Hex editor for Microsoft Windows

FlexHex is a freeware hex editor for Microsoft Windows that can edit files, NTFS alternate streams and sparse data, OLE compound files, logical disks, and physical drives.

== Technology ==

FlexHex uses the 'edit stack' model, representing the file being edited as the unchanged original stream and a stack of primitive editing operations. The original file is kept intact and gets modified only when the user selects the Save command. The advantages of this model are 1) the file does not need to be read into memory so there is no file size limit, and 2) an unlimited Undo/Redo list can be implemented simply by traversing the operation stack.

FlexHex is written on Visual C++ and MFC, which makes it very fast while keeping the size small enough.

== Features ==

In addition to the standard features more or less typical for other hex editors, FlexHex offers a few unique ones.

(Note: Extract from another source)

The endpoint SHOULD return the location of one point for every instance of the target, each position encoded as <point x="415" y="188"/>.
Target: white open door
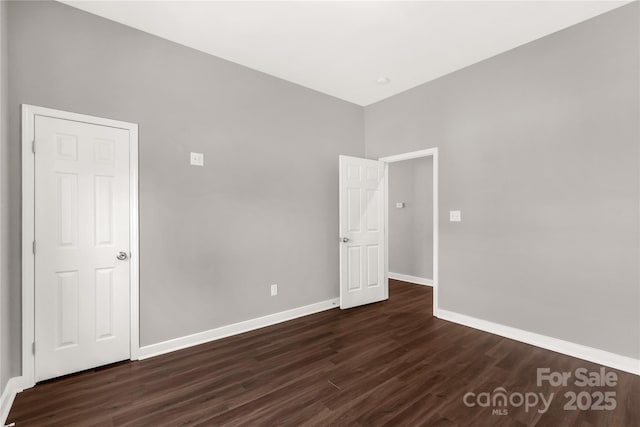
<point x="362" y="234"/>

Specifically, FlexHex is the only hex editor that can create or edit NTFS alternate streams, sparse files, and OLE structured storage.

- Edits files, alternate streams, OLE compound files, logical and physical disks,
- Can edit files up to 8 exabytes long,
- Includes unlimited Undo and Redo,
- Allows to define arrays, structures, and unions, and to map them to the file contents,
- Supports arithmetic and bitwise operations on data,
- Supports multi-format search, including single-pass search for multiple patterns,
- Scans file for strings, Unicode strings, or GUIDs,
- Full and partial comparison of files and streams,
- Multi-format copy, paste, drag-and-drop,
- File / selected area printing,
- CRC-32, MD5, SHA-1, SHA-256 checksums,
- Cryptographically strong AES-based random number generator,
- Browsing of registered COM classes.